Lyn Walsh

What clay means to me

Its soft, sloppy, slippery, silky, smooth, satiny, slick, sleek, slimy, solid, stiff, sculptural, smart, sensual, sophisticated, suave but most of all its very sexy.

Yes, I am totally hooked, just love the stuff.  Finding the endless ways to manipulate torture and entice it to make a finished piece that I am happy with has no limits, so I find myself on this never ending clay exploration journey. What fun.

Over 40 years I have worked with most clays and firings. At present I am working on raku firings. The vivid colours that appear so quickly are amazing.

So I am a complete clay tragic and continue to be so.

What fun. Bring it on.

Tamasin Pepper

I work with all different clays fired to stoneware temperatures in an electric kiln. My exhibition pieces are largely hand built, although I do some thrown pieces, with engobes and porcelain slip. Recently I have been exploring the contrast between the bright, satin white of polished porcelain with the dry, colourful, textured engobe surface.
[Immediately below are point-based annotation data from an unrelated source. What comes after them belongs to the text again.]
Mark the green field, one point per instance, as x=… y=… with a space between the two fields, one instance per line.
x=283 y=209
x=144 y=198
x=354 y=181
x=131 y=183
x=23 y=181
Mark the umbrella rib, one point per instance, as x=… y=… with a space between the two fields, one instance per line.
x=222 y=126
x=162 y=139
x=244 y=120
My web address is below and my Facebook page is Tamasin Pepper Ceramics. I also teach from my home studio.


Allan Casey

I am new to ceramics and still exploring the various forms and styles.  My other interests include photography (2 exhibitions) and fusing/slumping of glass, making lampwork beads and jewellery.

Rita Flynn

My art is both a comfort and an expression for me; nature and form are my inspirations. I enjoy the exchange and stimulation offered by other artists who like myself are privileged to live in this beautiful North Coast environment.

Phil Greed

Phil holds a Bachelor of Arts (Ceramic Design) Degree from Caulfield Institute of Technology (Melbourne, Vic) and a Graduate Diploma in Vocational Education and Training, SCU. He has worked in TAFE NSW in various roles for 28 years.
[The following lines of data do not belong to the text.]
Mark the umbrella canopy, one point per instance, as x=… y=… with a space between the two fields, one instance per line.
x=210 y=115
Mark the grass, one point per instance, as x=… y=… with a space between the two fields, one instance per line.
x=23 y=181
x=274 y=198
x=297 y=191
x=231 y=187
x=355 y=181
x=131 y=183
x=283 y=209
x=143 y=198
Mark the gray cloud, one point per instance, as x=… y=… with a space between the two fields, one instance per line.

Phil is currently Head Teacher of Information Technology and Creative Industries, North Coast TAFE for the Coffs Harbour, CHEC and Macksville Campuses and leads a talented group of teachers/craftspeople, delivering a diverse range of IT and Arts courses, including Ceramics, Visual Arts, Digital Media, Furniture Design, Museum Practice, Arts Administration and TVET.

Phil moved to the Coffs Harbour area in 1983 and has been a maker and teacher of ceramics for over 30 years. He has established a number of studio workshops producing functional and decorative work, exhibiting regularly with selected galleries in Melbourne, Canberra, Sydney, and on the NSW North Coast.
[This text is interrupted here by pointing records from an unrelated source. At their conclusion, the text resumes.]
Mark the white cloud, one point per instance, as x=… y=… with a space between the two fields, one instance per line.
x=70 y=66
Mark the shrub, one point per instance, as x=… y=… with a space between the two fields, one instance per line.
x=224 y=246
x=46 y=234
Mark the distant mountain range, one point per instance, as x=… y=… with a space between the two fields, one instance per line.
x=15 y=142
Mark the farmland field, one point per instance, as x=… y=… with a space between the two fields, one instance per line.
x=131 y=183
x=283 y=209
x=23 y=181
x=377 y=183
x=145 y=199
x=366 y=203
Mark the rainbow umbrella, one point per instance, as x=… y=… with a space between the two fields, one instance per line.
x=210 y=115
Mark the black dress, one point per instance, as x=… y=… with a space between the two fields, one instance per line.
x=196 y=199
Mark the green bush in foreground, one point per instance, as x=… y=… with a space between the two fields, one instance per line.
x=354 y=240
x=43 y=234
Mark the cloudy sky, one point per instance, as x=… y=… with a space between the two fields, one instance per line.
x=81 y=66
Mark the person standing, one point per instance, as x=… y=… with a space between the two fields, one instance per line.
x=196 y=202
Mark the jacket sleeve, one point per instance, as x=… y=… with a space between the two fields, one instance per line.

He is a founding member of Coastal ClayMakers Inc. The group formed in 2004 and aims to promote and encourage the study of ceramics by means of lectures, discussions, excursions, projects and practical workshops to potters on the Mid North Coast of NSW.

Contact Details:

1A Malibu Drive, Korora. NSW. 2450

Ph: (02) 66536683. Mob: 0419 372 345



Parma Keft

I enjoy working with paper clay as a creative medium. Its strength and versatility allow almost limitless possibilities for shape and texture, as well as variations in surface decoration, colour and design. Pots from early African, South American and Asian cultures influence my work, with much of the stimulus coming from my love of low-fire techniques such as raku and blackfiring. I have recently been experimenting with processes for printing on clay, including mono-printing and transfer techniques.

Julie Nash

I have always been interested in Botany, especially native Australian plants and birds. I am drawn to their growth and life cycles, their beauty and contrasting natures. Clay allows me the freedom to depict their complexities in a variety of ways.
I work in a range of techniques, including slip casting, slab work, press molding and wheel throwing. The 3 dimensional forms that I create become a canvas, which I then decorate in detail. I spend many hours studying and sketching birds and plants in their natural habitat. I then use underglaze colours and oxides pencils to draw and paint these images onto the surface.
My aim is to encourage people to stop and take the time to admire the beauty in their surroundings. In doing so, I hope this results in a greater appreciation and therefore, more care for the environment.